Mon alors mon tour vint. Il était 20h 15. Nous attendions depuis ... 15 heures. Julie Gayet revint avec ma fille chargée de livres pour enfants. "Je vous les offre. Votre fille a été si patiente...". Elle me proposa ensuite de nous prendre en photo avec l'ancien président de la République. Je lui ai dit que ce n'était pas mon souhait. Le souvenir, puisque nous étions venu pour un souvenir historique et personnel, n'en serait que mieux gardé par la seule force de notre mémoire. "Vous avez raison".

J'arrivai devant un François Hollande hilare. Le couple de retraités qui nous précédait et qui  ne savait pas trop quoi dire devant un ancien président riait aux éclats. Le ci-devant président de la République avait détendu l'atmosphère qui redevint soudainement grave lorsque que celui-ci me demanda, devant ma fille, la raison de ma présence (il posait cette question à tout le monde).

"Je suis venu ici pour saluer en vous celui qui a rétabli l'unité historique de la Normandie."

François Hollande me regarda fixement en gardant le silence...

"Cela fait des années que je m'intéresse à la question régionale normande et je sais que vous avez tranché en faveur de l'unité normande quelques jours avant la commémoration du 70 anniversaire du Débarquement et que cela ne fut pas facile pour vous car d'autres personnes avaient d'autres projets." Je faisais ainsi allusion à Laurent Fabius.

Silence de François Hollande qui me regardait toujours aussi fixement. Je sentais son émotion.

Puis il me dit ceci: "j'ai choisi la réunification car c'était la meilleure solution pour assurer l'avenir de cette région, son développement."

Je continuai en disant que le plus beau discours de son quinquennat fut celui qu'il prononça le 6 juin 2014 devant le Mémorial de Caen avec la reconnaissance officielle des victimes civiles normandes lors de la Libération. Enfin, je terminai en disant que la Normandie c'était aussi la Paix en faisant allusion à la négociation d'un cessez-le-feu en Ukraine qui commença au plus haut niveau politique dans un salon du château de Bénouville le jour du Six juin.
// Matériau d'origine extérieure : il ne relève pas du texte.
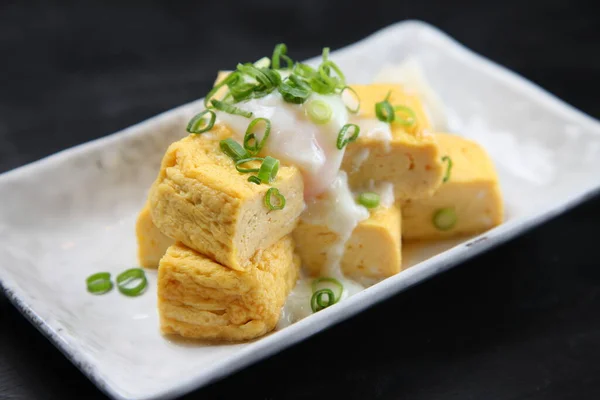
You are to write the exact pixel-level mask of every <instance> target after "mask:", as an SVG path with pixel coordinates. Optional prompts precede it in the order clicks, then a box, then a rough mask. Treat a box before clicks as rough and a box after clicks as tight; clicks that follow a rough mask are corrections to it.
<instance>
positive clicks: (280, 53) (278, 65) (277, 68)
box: [271, 43, 294, 69]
A nouveau, François Hollande garda le silence, visiblement touché. Alors je tirai de ma poche un pin's normand léopardisé: "je voudrais vous remettre ce pin's. Ce n'est pas celui de Monsieur Gattaz (large sourire de Monsieur Hollande) mais celui-là vous pourrez le porter sans problème!"

 Puis vint le moment de la dédicace et de la signature à lire ci-après:

"A des Normands convaincus de la "réunification", car l'une des leçons du pouvoir c'est de faire les choix qui correspondent à l'Histoire...

Avec toute ma reconnaissance pour son enseignement. cordialement."

François Hollande.


Alors, oui je sais bien, ce billet de Florestan va faire gazouiller certains d'entre vous qui n'y verront qu'une futile vanité dérisoire et une occasion supplémentaire de déblagouler sur celles et ceux qui ont l'amour de leur région autant dans leur raison que dans leur coeur. J'assume totalement et quoique l'on puisse penser de la personnalité de François Hollande et de son mandat de président de la République qui aura pu nous décevoir si profondément sur bien des aspects, n'oublions pas, cher(e)s ami(e)s sincères et authentiques de la Normandie que François Hollande fut le restaurateur de l'unité normande.